There's a huge tendency, especially on MN where so many people seem to come from wealthier backgrounds, to be unaware of living standards in previous generations. 'Oh, you could buy a house for 2k'...well, maybe, but many actually LIVED in the sort of conditions most would be horrified by now.
My father was brought up in a tiny end of terrace, single-glazed, no central heating like the majority of houses. Outside toilet. Holidays' were day trips to Blackpool occasionally. But hey, they owned their house. Whoopty-do.
My stepfather grew up in a deprived area of Scotland. The street shared a toilet (and yes, that was a thing, I checked). I don't know what their rent was, obviously very low in comparison, but who lives like that now?
My mother grew up in a tenant farmhouse, again no central heating, single glazing, no modern insulation, but they had the luxury of an indoor toilet.
I was born in the early 70s. Still no double glazing, but at least central heating was becoming more common. You still got ice on the inside of the windows in a cold winter. Most of the appliances we all take for granted now were more basic and not altogether safe. Only rich people owned a TV outright, the rest of us rented, and they had a tendency to overheat. For this reason, 70s TVs had the nickname, 'curtain-burners'. That decade saw electricity rationing for businesses, resulting in the 3 day week at the beginning of 1974. Most of that decade was overshadowed by strikes and industry closure.

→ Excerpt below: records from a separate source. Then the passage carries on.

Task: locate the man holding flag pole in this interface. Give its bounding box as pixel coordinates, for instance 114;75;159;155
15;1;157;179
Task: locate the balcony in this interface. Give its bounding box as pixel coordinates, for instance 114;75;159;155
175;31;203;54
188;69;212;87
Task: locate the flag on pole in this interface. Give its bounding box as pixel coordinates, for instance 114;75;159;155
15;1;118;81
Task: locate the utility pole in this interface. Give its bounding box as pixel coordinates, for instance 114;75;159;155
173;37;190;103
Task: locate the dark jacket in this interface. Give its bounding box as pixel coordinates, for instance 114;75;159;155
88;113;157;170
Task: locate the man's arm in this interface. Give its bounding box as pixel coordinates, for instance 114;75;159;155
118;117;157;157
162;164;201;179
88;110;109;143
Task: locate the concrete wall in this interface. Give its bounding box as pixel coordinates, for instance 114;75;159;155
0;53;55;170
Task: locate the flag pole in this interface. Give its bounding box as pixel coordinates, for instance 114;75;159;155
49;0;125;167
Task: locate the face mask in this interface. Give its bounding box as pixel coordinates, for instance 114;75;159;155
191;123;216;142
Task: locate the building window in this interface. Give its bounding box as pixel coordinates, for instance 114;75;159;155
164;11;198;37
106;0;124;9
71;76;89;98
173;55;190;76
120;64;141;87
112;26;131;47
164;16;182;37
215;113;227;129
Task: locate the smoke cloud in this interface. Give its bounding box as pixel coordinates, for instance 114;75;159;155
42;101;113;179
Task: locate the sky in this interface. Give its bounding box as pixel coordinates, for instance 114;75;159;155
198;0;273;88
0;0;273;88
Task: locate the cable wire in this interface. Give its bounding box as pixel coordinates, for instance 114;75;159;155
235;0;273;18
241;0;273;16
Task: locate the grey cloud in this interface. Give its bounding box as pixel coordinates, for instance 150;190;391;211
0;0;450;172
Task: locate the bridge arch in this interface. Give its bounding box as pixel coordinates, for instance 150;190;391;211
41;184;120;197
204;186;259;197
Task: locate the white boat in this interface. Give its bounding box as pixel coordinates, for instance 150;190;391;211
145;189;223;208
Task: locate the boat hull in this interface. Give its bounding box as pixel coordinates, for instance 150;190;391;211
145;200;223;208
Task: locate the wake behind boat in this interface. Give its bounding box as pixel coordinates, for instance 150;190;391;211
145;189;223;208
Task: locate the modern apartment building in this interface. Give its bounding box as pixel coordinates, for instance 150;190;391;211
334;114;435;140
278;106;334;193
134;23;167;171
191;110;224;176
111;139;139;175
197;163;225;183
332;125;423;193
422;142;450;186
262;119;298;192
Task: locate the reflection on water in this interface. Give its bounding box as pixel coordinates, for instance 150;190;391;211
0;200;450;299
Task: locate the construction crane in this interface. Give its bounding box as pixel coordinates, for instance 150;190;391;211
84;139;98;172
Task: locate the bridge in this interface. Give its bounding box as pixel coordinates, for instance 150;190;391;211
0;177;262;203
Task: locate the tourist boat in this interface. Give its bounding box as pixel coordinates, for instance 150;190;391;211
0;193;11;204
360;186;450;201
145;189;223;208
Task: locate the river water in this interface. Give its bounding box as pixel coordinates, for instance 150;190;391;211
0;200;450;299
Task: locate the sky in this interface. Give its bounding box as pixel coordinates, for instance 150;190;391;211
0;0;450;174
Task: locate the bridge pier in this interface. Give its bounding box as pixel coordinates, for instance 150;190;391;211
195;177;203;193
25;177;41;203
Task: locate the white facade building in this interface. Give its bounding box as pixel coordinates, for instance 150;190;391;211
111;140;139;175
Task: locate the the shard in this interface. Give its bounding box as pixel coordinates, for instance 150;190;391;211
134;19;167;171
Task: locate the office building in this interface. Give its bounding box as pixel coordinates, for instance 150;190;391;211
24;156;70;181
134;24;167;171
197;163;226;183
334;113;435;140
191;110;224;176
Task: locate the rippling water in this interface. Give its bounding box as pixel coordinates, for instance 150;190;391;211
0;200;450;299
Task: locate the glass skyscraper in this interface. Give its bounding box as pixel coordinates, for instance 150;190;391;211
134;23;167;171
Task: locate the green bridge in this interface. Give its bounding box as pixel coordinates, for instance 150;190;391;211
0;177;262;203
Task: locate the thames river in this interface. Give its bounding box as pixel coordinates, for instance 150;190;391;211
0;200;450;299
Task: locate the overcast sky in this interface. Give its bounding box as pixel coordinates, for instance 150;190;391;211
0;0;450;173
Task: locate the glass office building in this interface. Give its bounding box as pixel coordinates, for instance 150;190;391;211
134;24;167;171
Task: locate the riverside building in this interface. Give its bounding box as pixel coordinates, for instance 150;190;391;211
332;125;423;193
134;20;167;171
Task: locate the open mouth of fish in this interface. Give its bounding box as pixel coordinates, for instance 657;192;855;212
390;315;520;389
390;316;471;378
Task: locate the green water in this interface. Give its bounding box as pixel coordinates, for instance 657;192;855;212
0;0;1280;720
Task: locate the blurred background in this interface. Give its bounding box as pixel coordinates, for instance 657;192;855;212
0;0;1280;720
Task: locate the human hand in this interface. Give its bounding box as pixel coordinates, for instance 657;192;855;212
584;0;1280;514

By the 80s, following the loss of much industry, not just the pit closures, swathes of the country were in poverty. Unemployment in the early 80s was high.
The 80s is now thought of as a time of excess and success, but the reality wasn't quite as it appeared. As others have pointed out, it was the boom and bust era. High interest rates, fluctuating prices. Some were, yes, 'lucky'. Others weren't. Still, the standard of general living was improving. Most people by now, even in the poorer areas, had indoor plumbing and central heating was more common. But a lot of people lived on credit, had been offered mortgages by the bank that were beyond their means and we're finding out that Thatcher's home-ownership ambition for the nation wasn't all it was cracked up to be.
In the 90s, my DH and I bought our first home and, yes, we were lucky. We bought in a window of a stable market, but, as someone else mentioned, endowments were being pushed heavily. We were lucky, ours just made it, and we only had a part endowment, but I remember work colleagues who bought in the early 90s in floods of tears because they reached the point where their mortgage should have been paid off and they still owed the money.
Today, the housing market is hard, yes. Very hard. But in comparison to my 'boomer' parents who apparently had it all handed to them on a plate, living standards are far higher. Very few of us would accept living the way a lot of boomers from average/low income houses grew up and started their own families in. And part of the reason for that is due to the battles fought and hours worked decades ago, at a time when there was much less flexibility in the workplace, the pay gap between women and men was much wider, you could still openly be denied a job because you were female, and nobody gave a shit about your personal circumstances/mental health at work.
My mother had to lie and say she was sick if she had to stay home to look after me.
So yeah, my parents can have an easy life because, frankly, it WAS harder for them in a multitude of ways most young people frankly don't understand. My parents don't have a million pound house, they have a modest bungalow in the North East, but if they did have a big house, etc, I wouldn't begrudge them because I know what they really lived through to get there.
From their perspective, they gave us a better life than they had. And I agree with them.